Do yourself a favor and save some money, too. Don’t believe these statements. Only time, a conscious effort, and a personal debt repayment plan will improve your credit report.
This brochure explains how you can improve your creditworthiness and gives legitimate resources for low or no-cost help.

The Scam

Everyday, companies nationwide appeal to consumers with poor credit histories. They promise, for a fee, to clean up your credit report so you can get a car loan, a home mortgage, insurance, or even a job. The truth is, they can’t deliver. After you pay them hundreds or thousands of dollars in fees, these companies do nothing to improve your credit report; most simply vanish with your money.

The Warning Signs

If you decide to respond to a credit repair offer, look for these tell-tale signs of a scam:

  • companies that want you to pay for credit repair services before they provide any services.
  • companies that do not tell you your legal rights and what you can do for yourself for free.
  • companies that recommend that you not contact a credit reporting company directly.
  • companies that suggest that you try to invent a “new” credit identity — and then, a new credit report — by applying for an Employer Identification Number to use instead of your Social Security number.
  • companies that advise you to dispute all information in your credit report or take any action that seems illegal, like creating a new credit identity. If you follow illegal advice and commit fraud, you may be subject to prosecution.

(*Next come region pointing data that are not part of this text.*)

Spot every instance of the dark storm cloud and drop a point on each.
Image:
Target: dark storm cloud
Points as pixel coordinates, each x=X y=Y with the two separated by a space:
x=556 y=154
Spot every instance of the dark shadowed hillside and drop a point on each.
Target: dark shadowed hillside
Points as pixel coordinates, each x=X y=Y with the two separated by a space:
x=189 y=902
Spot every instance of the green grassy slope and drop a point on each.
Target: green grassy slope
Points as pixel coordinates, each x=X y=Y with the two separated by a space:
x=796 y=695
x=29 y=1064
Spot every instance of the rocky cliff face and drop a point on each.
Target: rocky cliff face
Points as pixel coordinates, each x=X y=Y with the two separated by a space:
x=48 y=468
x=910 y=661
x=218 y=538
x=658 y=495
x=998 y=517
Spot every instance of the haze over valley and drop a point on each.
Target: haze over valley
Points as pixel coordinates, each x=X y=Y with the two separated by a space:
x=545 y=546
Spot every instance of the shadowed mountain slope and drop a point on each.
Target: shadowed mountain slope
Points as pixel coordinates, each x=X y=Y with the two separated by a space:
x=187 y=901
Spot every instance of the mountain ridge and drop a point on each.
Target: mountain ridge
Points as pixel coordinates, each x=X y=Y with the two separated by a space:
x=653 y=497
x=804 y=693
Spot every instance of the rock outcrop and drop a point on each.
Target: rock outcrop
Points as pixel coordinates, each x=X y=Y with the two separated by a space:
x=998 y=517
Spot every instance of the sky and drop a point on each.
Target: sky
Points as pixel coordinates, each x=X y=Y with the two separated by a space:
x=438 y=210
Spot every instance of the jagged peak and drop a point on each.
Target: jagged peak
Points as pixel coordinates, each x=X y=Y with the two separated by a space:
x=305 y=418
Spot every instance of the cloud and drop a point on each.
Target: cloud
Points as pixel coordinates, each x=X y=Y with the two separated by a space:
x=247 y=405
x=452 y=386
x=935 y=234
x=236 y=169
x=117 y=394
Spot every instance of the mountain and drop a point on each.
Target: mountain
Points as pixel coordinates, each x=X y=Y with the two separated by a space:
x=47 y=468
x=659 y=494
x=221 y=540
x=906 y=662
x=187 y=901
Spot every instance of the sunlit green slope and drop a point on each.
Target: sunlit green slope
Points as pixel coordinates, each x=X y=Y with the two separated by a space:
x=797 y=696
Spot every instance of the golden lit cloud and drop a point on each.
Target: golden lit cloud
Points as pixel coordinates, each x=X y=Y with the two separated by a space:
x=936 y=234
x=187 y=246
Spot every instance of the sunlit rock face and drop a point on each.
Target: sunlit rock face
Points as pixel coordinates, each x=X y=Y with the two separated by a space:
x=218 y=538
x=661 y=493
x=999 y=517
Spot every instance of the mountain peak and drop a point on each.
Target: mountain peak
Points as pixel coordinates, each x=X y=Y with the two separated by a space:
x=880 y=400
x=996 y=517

You could be charged and prosecuted for mail or wire fraud if you use the mail or telephone to apply for credit and provide false information. It’s a federal crime to lie on a loan or credit application, to misrepresent your Social Security number, and to obtain an Employer Identification Number from the Internal Revenue Service under false pretenses.
Under the Credit Repair Organizations Act, credit repair companies cannot require you to pay until they have completed the services they have promised.

The Truth

No one can legally remove accurate and timely negative information from a credit report. The law allows you to ask for an investigation of information in your file that you dispute as inaccurate or incomplete. There is no charge for this. Everything a credit repair clinic can do for you legally, you can do for yourself at little or no cost. According to the Fair Credit Reporting Act (FCRA):

  • You’re entitled to a free report if a company takes adverse action against you, like denying your application for credit, insurance, or employment, and you ask for your report within 60 days of receiving notice of the action. The notice will give you the name, address, and phone number of the consumer reporting company. You’re also entitled to one free report a year if you’re unemployed and plan to look for a job within 60 days; if you’re on welfare; or if your report is inaccurate because of fraud, including identity theft.
  • Each of the nationwide consumer reporting companies — Equifax, Experian, and TransUnion — is required to provide you with a free copy of your credit report, at your request, once every 12 months.
    The three companies have set up a central website, a toll-free telephone number, and a mailing address through which you can order your free annual report. To order, click on annualcreditreport.com, call 1-877-322-8228, or complete the Annual Credit Report Request Form and mail it to: Annual Credit Report Request Service, P.O. Box 105281, Atlanta, GA 30348-5281. You can print the form from ftc.gov/credit. Do not contact the three nationwide consumer reporting companies individually. They are providing free annual credit reports only through annualcreditreport.com, 1-877-322-8228, and Annual Credit Report Request Service, P.O. Box 105281, Atlanta, GA 30348-5281. You may order your reports from each of the three nationwide consumer reporting companies at the same time, or you can order your report from each of the companies one at a time. For more information, see Your Access to Free Credit Reports at ftc.gov/credit.
    Otherwise, a consumer reporting company may charge you up to $9.50 for another copy of your report within a 12-month period.
  • You can dispute mistakes or outdated items for free. Under the FCRA, both the consumer reporting company and the information provider (that is, the person, company, or organization that provides information about you to a consumer reporting company) are responsible for correcting inaccurate or incomplete information in your report. To take advantage of all your rights under this law, contact the consumer reporting company and the information provider.

STEP ONE
Tell the consumer reporting company, in writing, what information you think is inaccurate. Include copies (NOT originals) of documents that support your position. In addition to providing your complete name and address, your letter should clearly identify each item in your report you dispute, state the facts and explain why you dispute the information, and request that it be removed or corrected. You may want to enclose a copy of your report with the items in question circled. Your letter may look something like the one on page 6. Send your letter by certified mail, “return receipt requested,” so you can document what the consumer reporting company received. Keep copies of your dispute letter and enclosures.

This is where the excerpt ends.